How do people smile? Are typical smiles short and fleeting, long and sustained, or something in between? This paper by researchers at Affectiva shares some insights through an analysis of facial expression data observed from 1.5 million face videos collected from 90 countries.

Abstract

Facial behavior contains rich non-verbal information. However, to date studies have typically been limited to the analysis of a few hundred or thousand video sequences. We present the first-ever ultra large-scale clustering of facial events extracted from over 1.5 million facial videos collected while individuals from over 94 countries respond to one of more that 8000 online videos. We believe this is the first example of what might be described “big data” analysis in facial expression research. Automated facial coding was used to quantify eyebrow raise (AU2), eyebrow lowerer (AU4) and smile behaviors in the 700,000,000+ frames.
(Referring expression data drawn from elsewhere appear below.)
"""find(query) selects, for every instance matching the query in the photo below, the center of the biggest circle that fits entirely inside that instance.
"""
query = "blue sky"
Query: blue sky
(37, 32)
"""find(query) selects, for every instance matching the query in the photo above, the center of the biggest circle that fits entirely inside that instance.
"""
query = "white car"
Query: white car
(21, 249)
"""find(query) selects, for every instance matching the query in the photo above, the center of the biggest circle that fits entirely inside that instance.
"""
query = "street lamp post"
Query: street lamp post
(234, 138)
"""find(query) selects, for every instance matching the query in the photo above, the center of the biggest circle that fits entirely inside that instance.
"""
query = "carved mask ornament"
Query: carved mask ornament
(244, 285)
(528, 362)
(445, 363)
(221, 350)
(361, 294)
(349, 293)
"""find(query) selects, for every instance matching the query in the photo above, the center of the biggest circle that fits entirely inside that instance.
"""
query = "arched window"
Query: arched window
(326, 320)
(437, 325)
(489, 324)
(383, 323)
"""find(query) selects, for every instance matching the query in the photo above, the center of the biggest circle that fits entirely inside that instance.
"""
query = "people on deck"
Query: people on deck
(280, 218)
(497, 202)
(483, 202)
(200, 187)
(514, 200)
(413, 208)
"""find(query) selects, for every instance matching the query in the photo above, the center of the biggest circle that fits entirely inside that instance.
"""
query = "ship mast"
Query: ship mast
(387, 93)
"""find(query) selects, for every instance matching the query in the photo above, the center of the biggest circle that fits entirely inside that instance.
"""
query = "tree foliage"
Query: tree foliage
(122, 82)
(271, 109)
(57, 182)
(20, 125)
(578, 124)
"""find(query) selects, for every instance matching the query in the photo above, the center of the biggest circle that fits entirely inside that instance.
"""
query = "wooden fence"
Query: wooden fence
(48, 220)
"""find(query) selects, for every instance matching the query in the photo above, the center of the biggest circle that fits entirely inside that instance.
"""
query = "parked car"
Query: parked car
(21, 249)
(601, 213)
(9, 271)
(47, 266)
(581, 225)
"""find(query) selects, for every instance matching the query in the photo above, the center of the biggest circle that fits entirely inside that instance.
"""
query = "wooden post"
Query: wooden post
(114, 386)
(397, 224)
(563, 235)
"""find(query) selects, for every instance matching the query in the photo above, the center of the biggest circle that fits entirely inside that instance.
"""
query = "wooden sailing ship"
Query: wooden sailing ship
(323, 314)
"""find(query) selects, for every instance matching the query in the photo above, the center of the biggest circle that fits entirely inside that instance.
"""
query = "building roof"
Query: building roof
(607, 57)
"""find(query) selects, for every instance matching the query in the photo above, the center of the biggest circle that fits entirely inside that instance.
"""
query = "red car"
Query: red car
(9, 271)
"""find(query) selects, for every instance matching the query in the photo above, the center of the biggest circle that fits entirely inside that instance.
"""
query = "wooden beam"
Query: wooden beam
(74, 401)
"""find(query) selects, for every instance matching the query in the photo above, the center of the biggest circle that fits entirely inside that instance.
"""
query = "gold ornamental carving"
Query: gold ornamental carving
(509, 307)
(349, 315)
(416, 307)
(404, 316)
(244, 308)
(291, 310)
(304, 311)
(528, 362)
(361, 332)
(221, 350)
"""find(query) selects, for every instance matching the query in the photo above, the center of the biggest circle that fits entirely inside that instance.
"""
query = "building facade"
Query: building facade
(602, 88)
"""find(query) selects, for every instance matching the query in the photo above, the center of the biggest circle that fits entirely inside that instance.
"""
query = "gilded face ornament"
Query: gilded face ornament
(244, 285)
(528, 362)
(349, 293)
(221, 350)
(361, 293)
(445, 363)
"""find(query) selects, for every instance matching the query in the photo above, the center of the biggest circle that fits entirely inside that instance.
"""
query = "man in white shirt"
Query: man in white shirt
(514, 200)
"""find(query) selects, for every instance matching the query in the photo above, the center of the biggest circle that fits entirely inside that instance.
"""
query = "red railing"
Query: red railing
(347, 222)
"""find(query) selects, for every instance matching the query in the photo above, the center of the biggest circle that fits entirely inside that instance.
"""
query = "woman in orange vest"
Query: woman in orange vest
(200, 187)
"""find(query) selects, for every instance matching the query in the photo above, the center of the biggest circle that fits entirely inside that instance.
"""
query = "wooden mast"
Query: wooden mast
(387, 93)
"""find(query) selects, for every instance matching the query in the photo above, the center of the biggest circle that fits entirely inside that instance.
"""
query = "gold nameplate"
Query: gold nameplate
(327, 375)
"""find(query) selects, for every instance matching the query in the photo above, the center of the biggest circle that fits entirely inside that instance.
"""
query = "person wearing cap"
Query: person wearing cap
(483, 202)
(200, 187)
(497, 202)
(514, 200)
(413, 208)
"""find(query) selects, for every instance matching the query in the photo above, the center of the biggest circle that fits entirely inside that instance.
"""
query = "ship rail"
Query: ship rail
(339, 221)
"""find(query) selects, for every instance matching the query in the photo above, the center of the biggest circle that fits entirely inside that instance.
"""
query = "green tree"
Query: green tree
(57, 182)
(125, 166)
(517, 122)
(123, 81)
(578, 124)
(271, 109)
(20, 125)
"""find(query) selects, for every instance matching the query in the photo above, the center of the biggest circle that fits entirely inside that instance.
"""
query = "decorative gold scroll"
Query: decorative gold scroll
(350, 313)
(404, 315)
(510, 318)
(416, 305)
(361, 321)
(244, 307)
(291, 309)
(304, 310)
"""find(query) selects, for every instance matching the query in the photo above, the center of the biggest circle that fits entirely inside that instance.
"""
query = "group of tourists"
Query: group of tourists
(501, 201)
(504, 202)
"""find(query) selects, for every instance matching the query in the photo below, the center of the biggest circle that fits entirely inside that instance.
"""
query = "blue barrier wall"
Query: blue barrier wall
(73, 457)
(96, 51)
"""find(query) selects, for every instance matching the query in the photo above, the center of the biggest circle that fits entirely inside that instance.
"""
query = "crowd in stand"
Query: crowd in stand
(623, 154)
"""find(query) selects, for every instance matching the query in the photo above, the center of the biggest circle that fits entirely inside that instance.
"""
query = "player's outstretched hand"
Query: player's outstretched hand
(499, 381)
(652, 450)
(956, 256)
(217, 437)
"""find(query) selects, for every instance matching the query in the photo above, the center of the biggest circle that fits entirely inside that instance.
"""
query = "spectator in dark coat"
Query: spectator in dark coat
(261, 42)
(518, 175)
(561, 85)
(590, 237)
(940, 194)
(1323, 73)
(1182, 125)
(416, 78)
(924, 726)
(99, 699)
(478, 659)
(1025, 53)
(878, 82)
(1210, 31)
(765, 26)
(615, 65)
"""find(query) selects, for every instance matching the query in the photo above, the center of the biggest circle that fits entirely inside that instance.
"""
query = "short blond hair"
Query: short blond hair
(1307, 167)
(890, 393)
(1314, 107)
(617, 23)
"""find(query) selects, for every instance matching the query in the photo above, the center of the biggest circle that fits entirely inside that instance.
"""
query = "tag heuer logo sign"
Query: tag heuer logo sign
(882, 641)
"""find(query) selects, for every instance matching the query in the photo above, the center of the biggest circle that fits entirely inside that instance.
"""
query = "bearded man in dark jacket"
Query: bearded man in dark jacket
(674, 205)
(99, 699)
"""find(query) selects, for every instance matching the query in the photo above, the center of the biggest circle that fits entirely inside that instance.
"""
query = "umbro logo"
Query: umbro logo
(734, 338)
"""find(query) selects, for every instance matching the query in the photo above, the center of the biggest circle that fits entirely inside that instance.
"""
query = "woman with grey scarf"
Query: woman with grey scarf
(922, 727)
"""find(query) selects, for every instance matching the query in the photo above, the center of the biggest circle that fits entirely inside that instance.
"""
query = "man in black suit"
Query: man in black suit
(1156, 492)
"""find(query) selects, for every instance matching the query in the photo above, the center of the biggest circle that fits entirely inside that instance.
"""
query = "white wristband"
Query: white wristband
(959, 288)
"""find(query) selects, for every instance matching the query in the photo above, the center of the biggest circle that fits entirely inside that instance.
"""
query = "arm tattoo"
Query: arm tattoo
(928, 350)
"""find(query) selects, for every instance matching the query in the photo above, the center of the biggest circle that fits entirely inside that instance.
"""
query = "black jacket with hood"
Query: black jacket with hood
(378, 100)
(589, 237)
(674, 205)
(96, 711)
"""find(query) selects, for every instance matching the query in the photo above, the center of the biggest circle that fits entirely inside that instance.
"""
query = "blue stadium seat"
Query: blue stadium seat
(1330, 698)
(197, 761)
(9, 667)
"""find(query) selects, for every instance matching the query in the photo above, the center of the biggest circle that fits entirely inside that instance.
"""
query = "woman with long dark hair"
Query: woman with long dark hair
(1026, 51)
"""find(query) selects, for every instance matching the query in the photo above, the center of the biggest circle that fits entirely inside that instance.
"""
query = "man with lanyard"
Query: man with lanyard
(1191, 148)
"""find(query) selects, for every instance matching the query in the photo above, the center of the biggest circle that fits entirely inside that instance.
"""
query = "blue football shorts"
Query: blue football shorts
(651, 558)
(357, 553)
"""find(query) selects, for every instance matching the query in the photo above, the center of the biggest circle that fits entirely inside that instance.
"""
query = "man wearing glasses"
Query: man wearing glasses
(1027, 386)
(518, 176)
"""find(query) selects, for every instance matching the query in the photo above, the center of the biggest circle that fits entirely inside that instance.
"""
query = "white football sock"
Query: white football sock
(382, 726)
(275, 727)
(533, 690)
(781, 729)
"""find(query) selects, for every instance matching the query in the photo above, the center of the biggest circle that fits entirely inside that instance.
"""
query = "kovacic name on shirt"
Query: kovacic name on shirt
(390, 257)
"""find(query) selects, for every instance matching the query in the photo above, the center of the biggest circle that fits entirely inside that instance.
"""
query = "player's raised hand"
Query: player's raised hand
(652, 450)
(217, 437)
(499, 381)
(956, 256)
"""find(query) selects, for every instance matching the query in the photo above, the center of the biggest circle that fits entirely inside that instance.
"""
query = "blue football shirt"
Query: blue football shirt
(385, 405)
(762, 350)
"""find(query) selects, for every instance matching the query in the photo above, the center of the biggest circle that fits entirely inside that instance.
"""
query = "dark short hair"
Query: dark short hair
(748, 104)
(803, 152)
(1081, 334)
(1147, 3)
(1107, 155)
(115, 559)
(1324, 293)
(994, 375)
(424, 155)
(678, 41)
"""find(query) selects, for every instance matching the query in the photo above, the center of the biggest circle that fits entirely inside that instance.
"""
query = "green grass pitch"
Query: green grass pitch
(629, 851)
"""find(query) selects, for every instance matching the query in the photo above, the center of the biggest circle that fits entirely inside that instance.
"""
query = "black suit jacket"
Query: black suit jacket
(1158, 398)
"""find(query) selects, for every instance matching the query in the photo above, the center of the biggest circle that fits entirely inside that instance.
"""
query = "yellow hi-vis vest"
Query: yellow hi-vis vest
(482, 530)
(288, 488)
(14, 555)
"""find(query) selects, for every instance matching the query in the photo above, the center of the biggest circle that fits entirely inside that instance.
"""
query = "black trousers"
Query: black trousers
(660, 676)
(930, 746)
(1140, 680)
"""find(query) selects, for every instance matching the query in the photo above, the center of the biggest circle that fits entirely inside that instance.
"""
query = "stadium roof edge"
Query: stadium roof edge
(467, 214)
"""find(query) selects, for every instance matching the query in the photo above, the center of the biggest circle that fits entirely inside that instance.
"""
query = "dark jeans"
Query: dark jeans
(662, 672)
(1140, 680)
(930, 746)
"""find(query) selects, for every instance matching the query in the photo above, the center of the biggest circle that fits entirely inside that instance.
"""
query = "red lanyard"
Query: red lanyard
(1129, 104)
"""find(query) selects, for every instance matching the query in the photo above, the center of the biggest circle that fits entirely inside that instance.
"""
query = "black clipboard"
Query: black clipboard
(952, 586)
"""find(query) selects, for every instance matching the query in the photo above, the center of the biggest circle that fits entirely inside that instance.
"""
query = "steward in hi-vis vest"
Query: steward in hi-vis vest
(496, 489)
Facial “events” were extracted and defined by a set of temporal features and then clustered using the k-means clustering algorithm. Verifying the observations in each cluster against human-coded data we were able to identify reliable clusters of facial events with different dynamics (e.g. fleeting vs. sustained and rapid offset vs. slow offset smiles). These events provide a way of summarizing behaviors that occur without prescribing the properties. We examined the how these nuanced facial events were tied to consumer behavior. We found that smile events – particularly those with high peaks – were much more likely to occur during viral ads. This data is cross-cultural, we also examine the prevalence of different events across regions of the globe.